How OneLNQ thinks about security and privacy.

This page provides a high-level description of the security practices and design principles behind OneLNQ. It is not a formal audit report, but a transparent overview of how we approach protecting your connection.

1. Encryption

OneLNQ uses modern encryption standards (such as AES-256) to help protect your traffic while it is in transit between your device and our infrastructure. This reduces the risk that your connection can be easily intercepted or read on untrusted networks.
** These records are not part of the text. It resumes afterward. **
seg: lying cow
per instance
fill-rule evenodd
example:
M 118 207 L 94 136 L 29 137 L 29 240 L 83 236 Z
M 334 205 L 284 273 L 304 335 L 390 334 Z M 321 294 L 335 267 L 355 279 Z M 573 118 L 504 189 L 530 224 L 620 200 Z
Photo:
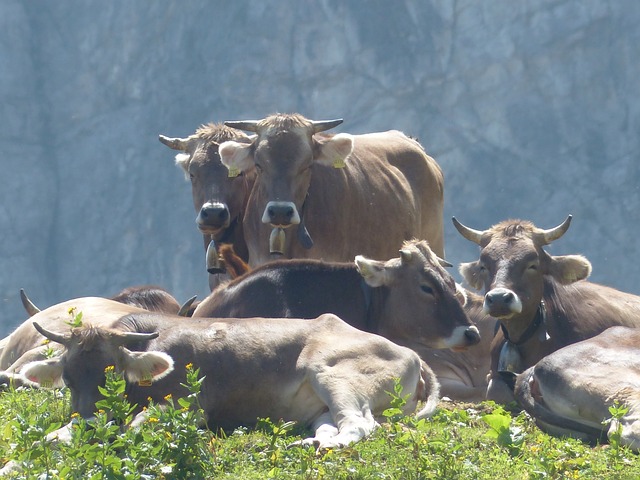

2. Zero-log approach for traffic content

We follow a strict zero-log approach for traffic content. We do not log the content of your browsing, DNS queries, or the specific services you access while connected through OneLNQ. Limited technical logs may be used to keep the service reliable, but are designed to avoid storing what you are doing online.

3. Infrastructure protections

Our infrastructure is built with multiple layers of security and monitoring. We work with reputable data center and cloud providers that implement strict physical and logical security controls, and we regularly review our configuration to reduce unnecessary exposure.

4. Public Wi-Fi protection

When enabled, OneLNQ can encrypt your connection on untrusted networks such as public Wi-Fi in cafés, airports, or hotels. This helps reduce the risk of eavesdropping or session hijacking when you are connected over shared networks.

5. Responsible disclosure

We welcome security researchers who responsibly report potential vulnerabilities. If you believe you have found a security issue in OneLNQ, please contact us so that we can investigate and address it.

For responsible disclosure, you can reach us at:

security@onelnq.com

6. Ongoing improvements

Security is an ongoing process, not a fixed state. We regularly review and update our infrastructure, software, and internal practices to adapt to new threats and industry best practices.

As OneLNQ grows, we plan to continue improving transparency around our security posture and may publish more detailed technical documentation in the future.

This page is intended to give a plain-language overview of our current security design. It does not replace legal terms or formal audit reports, and may evolve as OneLNQ develops.